'compute_35,sm_35' Code Generation in Release Build Causing "CUDA Runtime API error 30: unknown

I am using Visual Studio 2010 with Nsight 3.0 on Windows 7 64-bit computer. The GPU I am using is k20c and another low end quodro card with no CUDA capability. In the “Code Generation” settings under project property->CUDA C/C+±>Device, if I put “compute_10,sm_10;compute_20,sm_20;compute_30,sm_30”, it ran fine. But If I put “compute_35,sm_35” in, I got a “CUDA Runtime API error 30” error. Strangely the debug version ran fine in all generations.

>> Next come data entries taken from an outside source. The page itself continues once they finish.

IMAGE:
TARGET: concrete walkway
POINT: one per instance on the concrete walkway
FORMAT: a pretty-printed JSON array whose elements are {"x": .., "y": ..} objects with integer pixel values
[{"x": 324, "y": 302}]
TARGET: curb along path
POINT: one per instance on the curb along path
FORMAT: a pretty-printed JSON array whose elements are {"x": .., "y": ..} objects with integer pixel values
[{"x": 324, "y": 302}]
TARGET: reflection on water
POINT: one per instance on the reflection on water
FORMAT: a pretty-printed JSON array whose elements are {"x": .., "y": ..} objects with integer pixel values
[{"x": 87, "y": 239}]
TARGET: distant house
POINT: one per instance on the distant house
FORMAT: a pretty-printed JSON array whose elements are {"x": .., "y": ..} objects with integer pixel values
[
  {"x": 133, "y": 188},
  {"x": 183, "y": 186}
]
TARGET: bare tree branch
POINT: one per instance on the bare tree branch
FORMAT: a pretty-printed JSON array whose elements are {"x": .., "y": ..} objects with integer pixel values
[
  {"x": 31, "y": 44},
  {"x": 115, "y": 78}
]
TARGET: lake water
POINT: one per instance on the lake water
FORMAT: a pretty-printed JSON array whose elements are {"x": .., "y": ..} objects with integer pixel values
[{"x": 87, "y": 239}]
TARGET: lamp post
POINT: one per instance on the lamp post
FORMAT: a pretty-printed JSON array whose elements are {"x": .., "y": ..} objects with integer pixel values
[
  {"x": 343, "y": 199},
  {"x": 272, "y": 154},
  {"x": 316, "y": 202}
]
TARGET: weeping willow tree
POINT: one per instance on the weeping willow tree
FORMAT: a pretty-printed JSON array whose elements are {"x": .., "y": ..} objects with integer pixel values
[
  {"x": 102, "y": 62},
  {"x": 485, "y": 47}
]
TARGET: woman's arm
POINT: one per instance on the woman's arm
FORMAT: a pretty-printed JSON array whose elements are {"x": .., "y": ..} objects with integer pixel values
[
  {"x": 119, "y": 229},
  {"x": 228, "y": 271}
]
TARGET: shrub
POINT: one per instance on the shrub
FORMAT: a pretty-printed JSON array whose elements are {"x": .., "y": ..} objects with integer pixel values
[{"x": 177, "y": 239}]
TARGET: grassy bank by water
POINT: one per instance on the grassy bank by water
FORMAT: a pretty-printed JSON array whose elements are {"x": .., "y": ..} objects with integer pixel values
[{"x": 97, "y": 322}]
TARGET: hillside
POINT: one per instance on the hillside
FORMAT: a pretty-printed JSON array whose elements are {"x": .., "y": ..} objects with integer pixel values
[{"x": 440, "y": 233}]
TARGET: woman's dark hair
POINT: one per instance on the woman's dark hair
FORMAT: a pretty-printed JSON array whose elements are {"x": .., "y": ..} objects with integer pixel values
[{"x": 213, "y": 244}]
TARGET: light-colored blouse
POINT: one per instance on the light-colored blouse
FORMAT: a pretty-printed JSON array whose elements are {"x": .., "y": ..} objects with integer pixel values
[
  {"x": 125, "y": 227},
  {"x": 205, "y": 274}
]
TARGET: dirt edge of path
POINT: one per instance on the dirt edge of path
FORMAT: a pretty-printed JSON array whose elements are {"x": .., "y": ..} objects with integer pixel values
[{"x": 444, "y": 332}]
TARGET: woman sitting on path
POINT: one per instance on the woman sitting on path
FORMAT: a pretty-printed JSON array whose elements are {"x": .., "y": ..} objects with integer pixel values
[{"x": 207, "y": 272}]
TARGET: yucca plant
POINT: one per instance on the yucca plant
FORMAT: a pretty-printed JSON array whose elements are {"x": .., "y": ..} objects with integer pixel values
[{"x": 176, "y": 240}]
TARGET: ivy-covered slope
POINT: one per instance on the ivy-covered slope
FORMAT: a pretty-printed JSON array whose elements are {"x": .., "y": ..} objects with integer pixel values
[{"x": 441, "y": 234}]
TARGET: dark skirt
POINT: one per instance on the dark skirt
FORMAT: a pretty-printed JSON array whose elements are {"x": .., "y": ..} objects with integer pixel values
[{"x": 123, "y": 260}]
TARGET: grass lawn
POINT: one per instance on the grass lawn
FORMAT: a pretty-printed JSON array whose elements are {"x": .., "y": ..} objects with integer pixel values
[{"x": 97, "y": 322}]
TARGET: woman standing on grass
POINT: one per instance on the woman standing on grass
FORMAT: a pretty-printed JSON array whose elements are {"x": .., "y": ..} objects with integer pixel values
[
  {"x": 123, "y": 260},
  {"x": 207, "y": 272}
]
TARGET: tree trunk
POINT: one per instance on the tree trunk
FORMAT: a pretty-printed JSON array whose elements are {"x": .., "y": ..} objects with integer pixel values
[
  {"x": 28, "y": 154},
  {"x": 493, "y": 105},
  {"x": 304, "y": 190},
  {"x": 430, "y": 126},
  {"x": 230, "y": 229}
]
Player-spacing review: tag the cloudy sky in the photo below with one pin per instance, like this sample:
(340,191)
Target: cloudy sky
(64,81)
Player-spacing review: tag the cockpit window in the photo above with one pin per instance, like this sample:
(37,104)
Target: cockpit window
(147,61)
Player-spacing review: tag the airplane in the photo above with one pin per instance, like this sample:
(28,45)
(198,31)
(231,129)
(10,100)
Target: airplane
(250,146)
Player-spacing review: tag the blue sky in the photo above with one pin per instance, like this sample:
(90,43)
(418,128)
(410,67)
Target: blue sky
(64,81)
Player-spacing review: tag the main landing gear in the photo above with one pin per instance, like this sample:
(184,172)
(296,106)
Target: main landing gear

Since k20 is sm3.5, I should really set it up to have “compute_35,sm_35” working. I ran memcheck with the debug version and it did not report any errors.

If I comment out a small portion of the code, the release version runs, but there is no reason that the code would not run with that part of the code. I simplified the code and it is very simple.

When I comment out a smaller portion of the code, I got a crash dialogbox “cicc.exe stopped working”. This is very likely a compiler bug.

Attached is the code. Please search “NOTE:” in .cuh file to see where the portion of code was commented out for it to run and where the portion of the code that causes crash.

I have the same problem,

I am trying to get an answer . . . .

The bug is fixed in CUDA 5.5 RC. You can get it from CUDA RDP.